As a native Manhattanite, I can tell you it isn't just visitor's good feelings. Esp in the bars, people are MUCH more approaching. I actually find the East Village gay bars the most so, while the Eagle is surprisingly less so (for me).

We have a different version of the people suckiness in Boston, but the effect is the same as in DC. Very hard to talk to folks or have them talk to you. I'd bet it's worse here than DC. So, I often find the NY experience refreshing.

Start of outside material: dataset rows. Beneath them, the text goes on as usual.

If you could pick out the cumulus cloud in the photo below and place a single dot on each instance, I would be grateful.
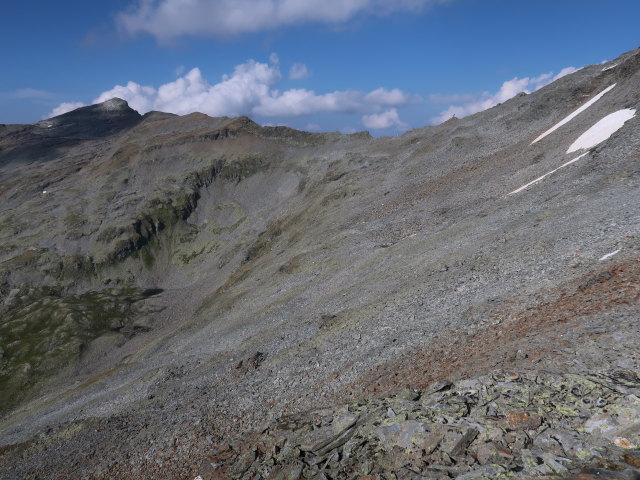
(386, 119)
(298, 71)
(64, 108)
(250, 90)
(509, 89)
(167, 19)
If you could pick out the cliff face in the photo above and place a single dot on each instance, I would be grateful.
(168, 283)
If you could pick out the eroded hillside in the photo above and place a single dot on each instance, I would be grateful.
(170, 283)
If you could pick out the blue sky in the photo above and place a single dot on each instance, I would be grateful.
(323, 65)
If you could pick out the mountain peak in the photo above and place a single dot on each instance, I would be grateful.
(114, 104)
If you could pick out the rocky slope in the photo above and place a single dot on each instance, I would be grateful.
(194, 296)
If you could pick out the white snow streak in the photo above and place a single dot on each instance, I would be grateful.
(608, 255)
(574, 114)
(547, 174)
(602, 130)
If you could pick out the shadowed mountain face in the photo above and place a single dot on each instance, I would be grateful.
(54, 137)
(170, 283)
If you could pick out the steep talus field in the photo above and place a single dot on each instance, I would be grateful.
(187, 296)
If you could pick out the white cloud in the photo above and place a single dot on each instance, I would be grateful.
(30, 93)
(64, 108)
(298, 71)
(386, 119)
(167, 19)
(250, 90)
(473, 104)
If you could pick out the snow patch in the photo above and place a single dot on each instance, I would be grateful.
(609, 255)
(574, 114)
(602, 130)
(547, 174)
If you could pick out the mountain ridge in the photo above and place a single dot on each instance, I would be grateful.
(231, 274)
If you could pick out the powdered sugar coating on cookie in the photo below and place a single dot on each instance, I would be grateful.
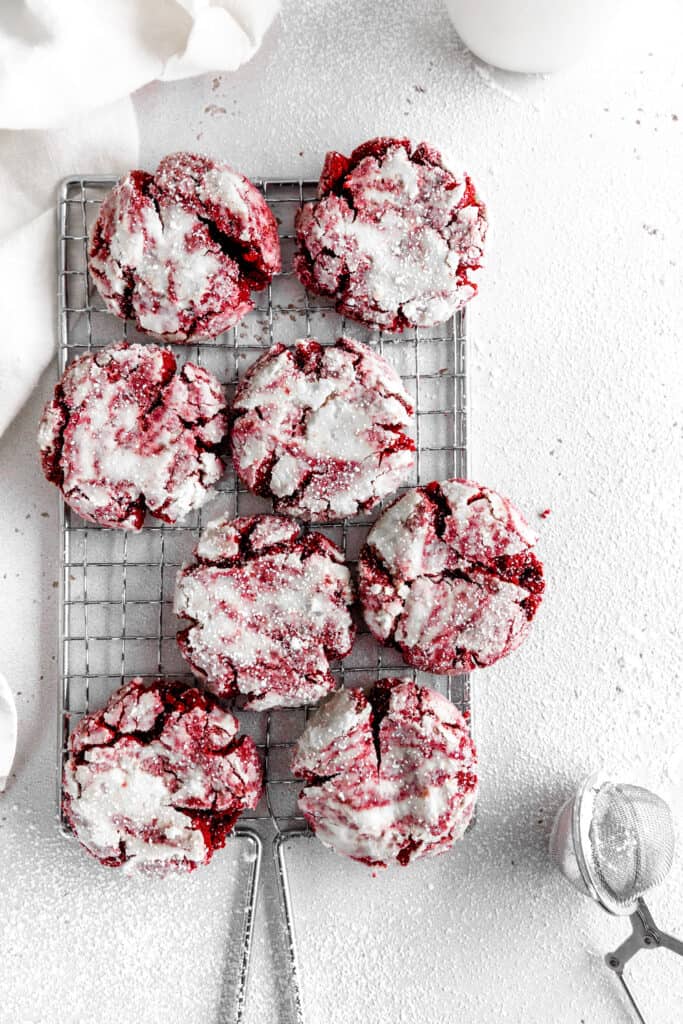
(391, 774)
(269, 608)
(394, 237)
(322, 429)
(178, 251)
(156, 780)
(447, 576)
(127, 432)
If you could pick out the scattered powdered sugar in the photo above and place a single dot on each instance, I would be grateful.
(126, 433)
(269, 608)
(323, 429)
(7, 731)
(390, 776)
(447, 577)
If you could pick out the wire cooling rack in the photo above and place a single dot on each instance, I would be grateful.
(117, 588)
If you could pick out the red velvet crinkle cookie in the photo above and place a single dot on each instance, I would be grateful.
(269, 608)
(393, 236)
(128, 432)
(156, 780)
(447, 576)
(322, 429)
(390, 775)
(178, 251)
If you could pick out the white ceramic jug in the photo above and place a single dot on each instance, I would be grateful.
(530, 35)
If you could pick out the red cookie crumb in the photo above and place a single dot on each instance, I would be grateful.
(393, 236)
(322, 429)
(156, 780)
(447, 576)
(390, 775)
(269, 608)
(178, 251)
(128, 433)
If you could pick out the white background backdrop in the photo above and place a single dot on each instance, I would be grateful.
(577, 387)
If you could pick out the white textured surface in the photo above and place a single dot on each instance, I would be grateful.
(577, 383)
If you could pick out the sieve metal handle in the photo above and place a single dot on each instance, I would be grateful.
(645, 935)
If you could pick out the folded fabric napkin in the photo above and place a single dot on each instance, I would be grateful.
(63, 68)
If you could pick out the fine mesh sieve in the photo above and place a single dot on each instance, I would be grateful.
(631, 844)
(614, 842)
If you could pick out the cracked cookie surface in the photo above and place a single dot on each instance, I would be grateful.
(156, 779)
(269, 608)
(390, 774)
(179, 251)
(322, 429)
(393, 236)
(128, 432)
(447, 576)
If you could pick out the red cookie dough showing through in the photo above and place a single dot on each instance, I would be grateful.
(179, 251)
(447, 576)
(269, 608)
(393, 237)
(322, 429)
(156, 780)
(390, 775)
(128, 432)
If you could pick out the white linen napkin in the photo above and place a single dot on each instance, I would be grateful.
(32, 164)
(62, 65)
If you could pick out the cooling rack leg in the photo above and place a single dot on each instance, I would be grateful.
(280, 845)
(255, 845)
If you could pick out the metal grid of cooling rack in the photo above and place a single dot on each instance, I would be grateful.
(117, 588)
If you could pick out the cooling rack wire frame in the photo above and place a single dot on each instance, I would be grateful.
(117, 589)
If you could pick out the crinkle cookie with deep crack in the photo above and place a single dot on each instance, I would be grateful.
(447, 576)
(179, 251)
(390, 774)
(156, 779)
(393, 237)
(322, 429)
(128, 432)
(269, 609)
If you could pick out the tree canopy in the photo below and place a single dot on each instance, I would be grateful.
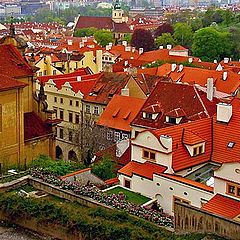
(103, 37)
(164, 40)
(183, 34)
(142, 38)
(209, 44)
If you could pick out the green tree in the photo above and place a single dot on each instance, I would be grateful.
(209, 44)
(164, 40)
(103, 37)
(105, 169)
(85, 32)
(183, 34)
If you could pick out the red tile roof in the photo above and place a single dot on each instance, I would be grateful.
(7, 83)
(163, 55)
(225, 133)
(106, 86)
(34, 127)
(181, 159)
(171, 99)
(146, 169)
(12, 64)
(119, 113)
(188, 182)
(223, 206)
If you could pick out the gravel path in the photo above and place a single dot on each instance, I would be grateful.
(16, 233)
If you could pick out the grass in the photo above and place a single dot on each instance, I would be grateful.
(132, 197)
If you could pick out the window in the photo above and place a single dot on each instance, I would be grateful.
(148, 116)
(198, 150)
(55, 110)
(96, 110)
(116, 136)
(149, 155)
(70, 117)
(233, 189)
(127, 183)
(109, 135)
(172, 120)
(61, 114)
(88, 109)
(61, 133)
(70, 134)
(124, 136)
(77, 119)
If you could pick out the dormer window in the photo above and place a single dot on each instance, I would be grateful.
(198, 150)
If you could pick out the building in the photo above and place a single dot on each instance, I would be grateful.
(26, 125)
(177, 163)
(117, 23)
(118, 115)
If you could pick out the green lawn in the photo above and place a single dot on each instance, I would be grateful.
(132, 197)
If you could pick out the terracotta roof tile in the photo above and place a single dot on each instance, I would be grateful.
(223, 206)
(146, 169)
(126, 112)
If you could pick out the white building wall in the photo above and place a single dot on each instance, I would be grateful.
(164, 190)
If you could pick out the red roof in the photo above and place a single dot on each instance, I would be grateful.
(175, 100)
(34, 127)
(119, 113)
(7, 83)
(223, 206)
(146, 169)
(106, 86)
(181, 159)
(12, 64)
(226, 133)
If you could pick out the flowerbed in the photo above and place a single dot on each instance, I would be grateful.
(117, 201)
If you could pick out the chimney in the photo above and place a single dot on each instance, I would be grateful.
(166, 142)
(140, 50)
(224, 76)
(180, 68)
(226, 60)
(210, 89)
(81, 44)
(125, 91)
(169, 47)
(174, 66)
(127, 49)
(69, 42)
(224, 112)
(124, 43)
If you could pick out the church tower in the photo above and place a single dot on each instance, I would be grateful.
(117, 12)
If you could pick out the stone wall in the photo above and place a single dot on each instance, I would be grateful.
(65, 194)
(192, 219)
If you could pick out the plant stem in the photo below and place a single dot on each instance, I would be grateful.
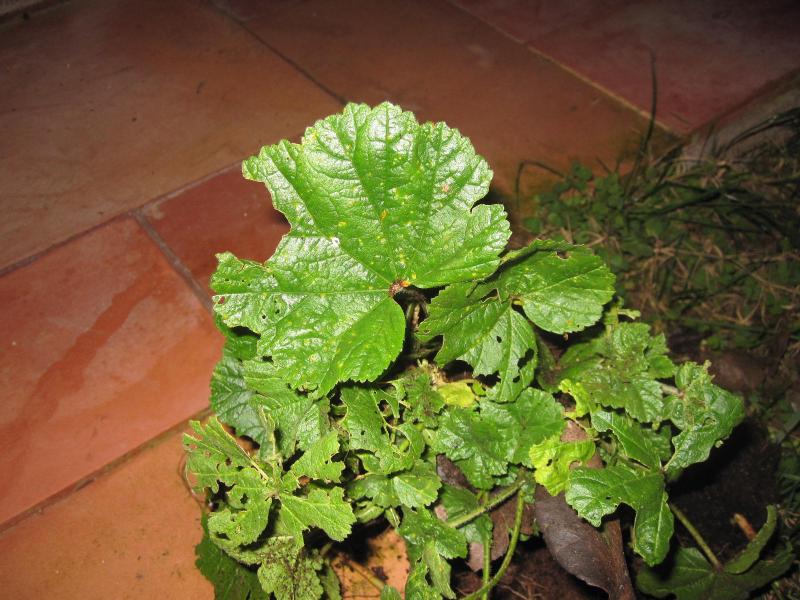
(371, 578)
(498, 498)
(512, 546)
(712, 558)
(487, 564)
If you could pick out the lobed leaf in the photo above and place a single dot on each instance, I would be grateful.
(231, 580)
(692, 577)
(419, 527)
(375, 202)
(620, 370)
(288, 572)
(705, 413)
(595, 493)
(552, 459)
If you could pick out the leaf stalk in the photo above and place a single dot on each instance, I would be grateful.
(681, 516)
(512, 547)
(498, 498)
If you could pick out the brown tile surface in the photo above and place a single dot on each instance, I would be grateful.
(710, 56)
(104, 347)
(108, 104)
(525, 20)
(225, 212)
(129, 534)
(444, 64)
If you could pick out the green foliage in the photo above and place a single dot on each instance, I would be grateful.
(389, 251)
(710, 243)
(692, 577)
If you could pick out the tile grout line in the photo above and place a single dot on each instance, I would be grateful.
(69, 490)
(572, 72)
(294, 65)
(174, 261)
(26, 260)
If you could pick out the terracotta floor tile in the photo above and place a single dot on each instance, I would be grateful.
(108, 104)
(435, 59)
(710, 56)
(129, 534)
(525, 20)
(104, 346)
(226, 212)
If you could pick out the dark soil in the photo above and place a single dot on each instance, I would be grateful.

And then there's SF. (Drifts off into memories....)

Tim said:

*avoiding long winded tirade about how nice things are in NYC*
Nice shoes!

Sean said:

If you want to meet some crazy-ass walk-until-you-drop homos, try Berlin. "Shall we walk? It's not far?" usually meant an hour of hoofing it as buses, streetcars, and trains went zipping past us.

Marty said:

Sorry hear you're dead inside. There must be something we can do about that! :^) Dig the shoes!!

Jeffrey said:

And here every time I am in DC on business and I see you out, I secretly hope you'll come up and bite my neck or something.

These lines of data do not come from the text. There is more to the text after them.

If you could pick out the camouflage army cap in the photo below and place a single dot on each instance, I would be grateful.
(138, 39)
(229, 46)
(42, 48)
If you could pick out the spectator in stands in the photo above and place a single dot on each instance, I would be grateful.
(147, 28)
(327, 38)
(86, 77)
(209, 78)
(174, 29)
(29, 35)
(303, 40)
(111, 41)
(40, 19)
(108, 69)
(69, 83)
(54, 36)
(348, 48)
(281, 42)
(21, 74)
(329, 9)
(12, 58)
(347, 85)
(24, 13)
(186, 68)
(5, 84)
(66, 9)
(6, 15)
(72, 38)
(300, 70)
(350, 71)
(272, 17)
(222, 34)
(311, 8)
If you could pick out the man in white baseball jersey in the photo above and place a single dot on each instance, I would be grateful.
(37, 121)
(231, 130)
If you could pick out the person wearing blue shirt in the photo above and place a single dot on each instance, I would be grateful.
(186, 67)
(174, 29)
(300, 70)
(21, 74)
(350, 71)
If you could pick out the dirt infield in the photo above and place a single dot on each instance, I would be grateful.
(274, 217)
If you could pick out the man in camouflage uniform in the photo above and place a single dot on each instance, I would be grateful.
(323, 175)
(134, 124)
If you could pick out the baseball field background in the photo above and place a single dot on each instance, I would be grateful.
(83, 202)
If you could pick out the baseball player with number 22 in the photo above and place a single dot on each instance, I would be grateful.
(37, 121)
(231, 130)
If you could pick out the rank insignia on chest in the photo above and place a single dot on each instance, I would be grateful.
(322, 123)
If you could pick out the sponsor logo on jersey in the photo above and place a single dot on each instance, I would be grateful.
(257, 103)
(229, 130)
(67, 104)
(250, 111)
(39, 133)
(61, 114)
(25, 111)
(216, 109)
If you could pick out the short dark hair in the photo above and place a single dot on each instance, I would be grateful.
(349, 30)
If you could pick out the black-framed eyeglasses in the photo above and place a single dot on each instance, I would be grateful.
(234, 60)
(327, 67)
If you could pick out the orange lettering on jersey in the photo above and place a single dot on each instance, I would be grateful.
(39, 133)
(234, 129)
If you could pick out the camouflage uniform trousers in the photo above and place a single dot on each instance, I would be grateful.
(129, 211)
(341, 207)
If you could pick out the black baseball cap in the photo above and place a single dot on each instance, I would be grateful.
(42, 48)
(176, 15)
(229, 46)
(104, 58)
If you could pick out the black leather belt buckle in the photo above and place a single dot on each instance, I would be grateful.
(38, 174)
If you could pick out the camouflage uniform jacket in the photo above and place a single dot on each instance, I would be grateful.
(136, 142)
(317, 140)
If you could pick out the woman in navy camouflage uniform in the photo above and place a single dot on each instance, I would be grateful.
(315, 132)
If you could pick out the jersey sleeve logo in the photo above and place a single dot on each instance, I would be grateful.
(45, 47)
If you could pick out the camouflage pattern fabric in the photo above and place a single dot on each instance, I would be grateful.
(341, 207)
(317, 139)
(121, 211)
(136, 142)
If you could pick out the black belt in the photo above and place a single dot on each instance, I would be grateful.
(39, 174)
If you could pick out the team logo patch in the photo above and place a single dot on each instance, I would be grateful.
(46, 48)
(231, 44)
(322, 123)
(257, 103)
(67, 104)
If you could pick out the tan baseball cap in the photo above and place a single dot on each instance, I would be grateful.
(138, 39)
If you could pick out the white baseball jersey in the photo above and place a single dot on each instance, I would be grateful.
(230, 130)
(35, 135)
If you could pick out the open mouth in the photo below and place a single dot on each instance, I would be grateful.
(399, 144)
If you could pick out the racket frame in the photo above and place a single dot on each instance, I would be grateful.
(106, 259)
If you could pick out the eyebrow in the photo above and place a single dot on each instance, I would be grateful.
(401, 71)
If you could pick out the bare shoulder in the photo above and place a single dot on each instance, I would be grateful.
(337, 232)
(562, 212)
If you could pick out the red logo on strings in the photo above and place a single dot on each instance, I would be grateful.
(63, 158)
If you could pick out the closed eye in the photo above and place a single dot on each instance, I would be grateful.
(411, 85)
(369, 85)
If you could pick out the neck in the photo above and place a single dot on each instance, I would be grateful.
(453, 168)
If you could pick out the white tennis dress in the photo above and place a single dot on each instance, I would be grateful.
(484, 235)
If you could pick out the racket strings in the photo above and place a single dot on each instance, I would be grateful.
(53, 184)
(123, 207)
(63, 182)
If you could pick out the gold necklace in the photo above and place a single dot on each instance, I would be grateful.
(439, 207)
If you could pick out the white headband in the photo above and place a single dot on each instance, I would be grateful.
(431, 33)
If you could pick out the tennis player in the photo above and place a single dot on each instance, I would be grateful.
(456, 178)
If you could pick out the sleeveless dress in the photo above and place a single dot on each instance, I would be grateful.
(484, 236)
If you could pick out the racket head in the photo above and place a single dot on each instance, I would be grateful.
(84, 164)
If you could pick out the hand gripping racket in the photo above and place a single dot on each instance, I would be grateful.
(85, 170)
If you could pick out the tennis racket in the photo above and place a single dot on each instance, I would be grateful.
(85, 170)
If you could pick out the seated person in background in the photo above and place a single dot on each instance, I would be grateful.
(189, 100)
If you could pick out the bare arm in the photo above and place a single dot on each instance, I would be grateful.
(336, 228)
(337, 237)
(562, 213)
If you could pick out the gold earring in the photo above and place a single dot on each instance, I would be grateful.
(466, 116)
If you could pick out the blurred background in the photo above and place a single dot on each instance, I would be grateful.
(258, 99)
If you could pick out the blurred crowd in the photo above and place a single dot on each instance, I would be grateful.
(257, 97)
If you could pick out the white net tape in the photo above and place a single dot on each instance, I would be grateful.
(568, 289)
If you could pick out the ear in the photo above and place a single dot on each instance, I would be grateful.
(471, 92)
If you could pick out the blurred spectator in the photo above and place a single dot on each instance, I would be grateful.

copp3rred.wordpress.com Author Profile Page said:

Your assumption that high levels of education somehow correlates with sociability is likely not supported by evidence. Asperger's anyone?

207guy said:

Hey! Maine isn't that far!
:)

DougT said:

I have always had a special fondness for blue morpho iridescent butterflies.

cb said:

Damn- I already hate clowns. Now I gotta start hating bunnies too?